Internet retailer Amazon.com Inc. and upscale auctioneer Sotheby's have abandoned attempts to maintain their sothebys.amazon.com joint effort.
In an announcement made this week, Sotheby's said the co-branded site would be absorbed within the Sothebys.com site. The merger, which requires Amazon to be paid in cash each year, will take place in the next 30 days.
“It's not a disbanding of a relationship with Amazon,” said Patty Fox, spokeswoman for Sotheby's in New York. “I mean, they're still in this. It just became clear that one marketplace makes so much more sense than two.”
Targeting new collectors, sothebys.amazon.com sold stamps, coins, dolls, and sports and Hollywood memorabilia. Sothebys.com sells traditional fine arts and antiques that are more big-ticket in nature.

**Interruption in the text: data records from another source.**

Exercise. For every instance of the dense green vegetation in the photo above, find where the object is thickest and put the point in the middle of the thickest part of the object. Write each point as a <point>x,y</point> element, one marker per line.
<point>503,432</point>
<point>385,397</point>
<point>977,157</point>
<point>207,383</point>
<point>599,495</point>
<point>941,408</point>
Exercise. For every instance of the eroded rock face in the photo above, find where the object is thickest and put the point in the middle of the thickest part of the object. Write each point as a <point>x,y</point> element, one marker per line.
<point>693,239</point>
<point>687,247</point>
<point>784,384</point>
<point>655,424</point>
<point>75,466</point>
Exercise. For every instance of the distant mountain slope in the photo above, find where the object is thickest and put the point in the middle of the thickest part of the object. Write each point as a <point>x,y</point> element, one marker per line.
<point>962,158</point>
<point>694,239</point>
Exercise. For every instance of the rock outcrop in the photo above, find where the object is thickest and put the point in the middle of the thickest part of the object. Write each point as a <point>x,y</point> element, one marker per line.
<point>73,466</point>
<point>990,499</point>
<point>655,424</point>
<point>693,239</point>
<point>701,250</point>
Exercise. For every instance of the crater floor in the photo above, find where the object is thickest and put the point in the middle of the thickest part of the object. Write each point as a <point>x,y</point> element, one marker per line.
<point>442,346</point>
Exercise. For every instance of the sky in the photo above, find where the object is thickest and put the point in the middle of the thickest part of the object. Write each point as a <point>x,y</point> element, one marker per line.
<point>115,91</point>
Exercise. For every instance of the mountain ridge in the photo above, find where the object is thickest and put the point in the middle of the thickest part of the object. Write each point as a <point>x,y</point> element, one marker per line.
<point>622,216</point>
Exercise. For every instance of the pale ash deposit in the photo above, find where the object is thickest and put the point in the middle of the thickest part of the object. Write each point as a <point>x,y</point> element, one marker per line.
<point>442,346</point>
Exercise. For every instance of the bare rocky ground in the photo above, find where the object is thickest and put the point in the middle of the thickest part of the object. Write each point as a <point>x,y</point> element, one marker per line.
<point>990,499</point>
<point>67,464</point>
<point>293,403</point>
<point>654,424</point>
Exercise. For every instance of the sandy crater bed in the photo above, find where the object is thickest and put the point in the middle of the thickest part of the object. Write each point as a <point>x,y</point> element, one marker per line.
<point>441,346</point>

Under terms of the realignment, bidders and sellers will still be able to access all of the categories from the co-branded site on Sothebys.com or from a Sothebys.com window on the auctions page at Amazon.com.
Sothebys.com will remain Amazon's exclusive online auction aggregator for authenticated fine arts, antiques and collectibles. And Amazon will place Sothebys.com prominently on its site and will promote the auctioneer to its customers.
Between Sothebys.com and sothebys.amazon.com, the two sites sold more than 60,000 works of antiques, arts and collectibles in only 10 months.
In addition to the economics of maintaining two sites, the merger was based on customer feedback as well, according to Sotheby's.
“It's really a natural evolution of our business,” Fox said. “We found their customers were buying across several different categories and looking for property within different categories, and to provide all of that in one location really makes a lot of sense.”